La semaine dernière, le gouvernement du Salvador a adopté une loi visant à accepter le bitcoin comme monnaie légale au même titre que le dollar américain. Le pays reçoit 6 milliards de dollars de transferts de fonds par an, soit près d’un quart de son produit intérieur brut, et l’espoir est que les coûts de transaction plus faibles du bitcoin puissent augmenter ce montant de quelques points de pourcentage.
Cette initiative a été proposée pour la première fois par le président du pays, Nayib Bukele, qui a déclaré qu’il espérait qu’en plus de faciliter la réduction des frais de transfert de fonds, le plan bitcoin attirerait les investissements et offrirait une possibilité d’épargne aux résidents, dont environ 70 % ne sont pas bancarisés.
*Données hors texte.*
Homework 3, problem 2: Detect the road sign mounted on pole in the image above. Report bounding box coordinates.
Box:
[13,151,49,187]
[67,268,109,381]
L’ajout de la cryptomonnaie à la liste n’est pas une tâche simple, cependant, et la nouvelle loi donne au pays seulement trois mois pour déployer le plan à l’échelle nationale. Aucun pays n’a jamais utilisé le bitcoin ou toute autre cryptomonnaie comme monnaie légale, et les défis sont nombreux. Pour répondre à ces préoccupations, le Salvador s’est tourné vers la Banque mondiale et le Fonds monétaire international pour obtenir de l’aide ; ce dernier examine actuellement une demande de financement de 1,3 milliard de dollars de la part du pays.
Le FMI a offert une évaluation prudente de l’adoption du bitcoin par le Salvador, son porte-parole Gerry Rice ayant déclaré lors d’un point de presse : « L’adoption du bitcoin comme monnaie légale soulève un certain nombre de questions macroéconomiques, financières et juridiques qui nécessitent une analyse très attentive. »
La Banque mondiale a été moins généreuse. « Nous nous sommes engagés à aider le Salvador de nombreuses manières, notamment pour la transparence de la monnaie et les processus réglementaires », a déclaré un porte-parole de la Banque mondiale à Reuters. « Bien que le gouvernement nous ait approchés pour obtenir une assistance sur le bitcoin, ce n’est pas quelque chose que la Banque mondiale peut soutenir étant donné les lacunes en matière d’environnement et de transparence. »
En d’autres termes, les demandes énergétiques du bitcoin et sa facilité d’utilisation dans le blanchiment d’argent, l’évasion fiscale et d’autres schémas illégaux font que la cryptomonnaie n’a rien à faire aux yeux de la Banque mondiale.
Les défis techniques
Il existe d’autres raisons pour lesquelles la Banque mondiale et le FMI peuvent être sceptiques quant à l’offre du Salvador d’utiliser le bitcoin. Les défis techniques ne sont pas négligeables. Tout d’abord, le prix du bitcoin par rapport au dollar a été très volatile. Comment fixer le prix d’une douzaine d’œufs en bitcoins si le prix du bitcoin fluctue de 10 % en quelques heures ? La réponse est peut-être que vous ne le faites pas. Dans la « plage de bitcoins » d’El Zonte, au Salvador, où l’utilisation des bitcoins est relativement répandue, les commerçants continuent de fixer le prix de leurs produits en dollars, et le taux de change est fixé au moment de l’achat. Cette approche semble être celle du gouvernement salvadorien, mais elle traite le bitcoin davantage comme un jeton que comme une véritable monnaie.
Deuxièmement, les transactions en bitcoin peuvent être notoirement lentes. Chacune doit être vérifiée par des mineurs, et ceux-ci ne traitent que des blocs de transactions, et non des transactions individuelles. Ainsi, pour qu’un achat en bitcoin soit confirmé, les deux parties doivent attendre que le bloc soit complété. Actuellement, il faut environ 10 minutes pour qu’un bloc soit ajouté à la blockchain, mais à El Zonte, une commerçante a déclaré que les transactions étaient confirmées dans son application locale en deux minutes environ. Divers projets visent à améliorer la vitesse de transaction, mais ils ne font pas encore partie du bitcoin proprement dit.
Enfin, si les transactions en bitcoin peuvent être peu coûteuses, voire gratuites, elles sont généralement assorties de frais. Les frais ne sont pas obligatoires, mais ils incitent les mineurs à vérifier une transaction. De plus, si les Salvadoriens souhaitent échanger leurs bitcoins contre des dollars, cela entraîne également des frais. Ainsi, même si cette initiative pourrait permettre d’économiser sur les frais de transfert de fonds, qui s’élèvent à environ 3 %, le système ne sera pas sans coût.
Le Salvador peut toujours réussir sans l’aide de la Banque mondiale ou du FMI, mais ce sera beaucoup plus difficile. Et l’heure tourne. À moins que les entreprises n’aient pas accès à la technologie requise, elles devront accepter les bitcoins d’ici au 7 septembre 2021.